The 2011 survey found that Latinos and African Americans are more likely than whites or Asians to consider air pollution a big problem in their region. Latinos and African Americans are least likely to say they are very satisfied with their air quality.
"I think there has been a belief that only people who don't have other things to worry about can worry about these types of issues," said Sonja Petek, survey project manager at the policy institute. "But we have such high percentages of people believing air pollution is posing a risk, and they or their families are suffering."
"These aren't just extraneous problems," she said. Survey respondents, "care about the risks that these problems may pose to their families. It is a very real issue."
Latinos also sense a disparity in environmental conditions, according to the survey. Latinos are most likely to say that air pollution is a more serious threat in lower-income regions, while a majority of whites do not believe that air quality is worse in low-income areas.
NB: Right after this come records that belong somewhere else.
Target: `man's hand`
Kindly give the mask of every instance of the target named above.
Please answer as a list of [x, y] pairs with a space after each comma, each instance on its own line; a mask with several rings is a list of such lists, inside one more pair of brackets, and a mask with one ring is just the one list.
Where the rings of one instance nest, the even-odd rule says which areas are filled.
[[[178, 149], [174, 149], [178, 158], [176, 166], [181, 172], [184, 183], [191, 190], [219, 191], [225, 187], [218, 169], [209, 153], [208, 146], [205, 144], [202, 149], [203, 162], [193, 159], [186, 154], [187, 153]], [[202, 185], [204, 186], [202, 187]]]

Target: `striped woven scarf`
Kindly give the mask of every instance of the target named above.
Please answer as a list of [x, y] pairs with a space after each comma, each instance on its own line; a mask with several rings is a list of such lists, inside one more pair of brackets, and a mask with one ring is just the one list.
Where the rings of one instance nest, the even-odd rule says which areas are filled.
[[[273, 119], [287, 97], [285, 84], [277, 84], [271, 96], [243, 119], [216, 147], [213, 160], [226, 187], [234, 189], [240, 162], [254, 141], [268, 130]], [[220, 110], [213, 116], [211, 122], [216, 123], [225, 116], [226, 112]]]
"We know that a lot of the state's Latinos and African American population are in urban centers or near agicultural areas," Petek said. "Those areas do have worse air quality, and I think that is reflected in some of these perceptions."
Government officials and scholars have also noticed the shift in the Latino community's involvement in environmental issues.
Jared Blumenfeld, regional director of the U.S. Environmental Protection Agency, noted the ground-level change during a February visit to the Tulare County community of Seville, where residents can not drink their tap water.
"The environmental movement nationally is male and white, and here it is female and Latina," he said. "It is just nice to see a completely different face of environmentalism."
"This EPA cares about talking to that new face of the environmental movement, so the San Joaquín Valley represents an amazing opportunity to have a dialogue with people that are directly effected."
Jonathan London, director of the Center for Regional Change at the University of California, Davis, has observed a change in the environmental justice movement at the activist level.
He noted that Latino environmental activists -- including Martínez -- have transitioned from fighting local struggles, to taking on issues at a statewide, national, and even global level.
"Environmental justice in California is scaling up from local to global," London said.
The environmental issues that activists and community residents are tackling are changing, too, he said.
Today, environmental justice goes beyond fighting against a polluting facility in a community. It also encompasses equal access to basic amenities -- like sidewalks, street lights, sewers, and parks -- and planning for more sustainable communities.
"It is a shift from only oppositional, and only to saying 'no,' to saying 'yes' about really basic human needs, and economic needs, and health," London said.
Martínez, of the Center on Race, Poverty & the Environment, also attributes the Latino community's strong support of environmental issues to a new sense of political empowerment.
"When it hits home and it is very personal, you're looking for ways to figure out why and what to do," he said. "I think that we are understanding that we can make changes ourselves."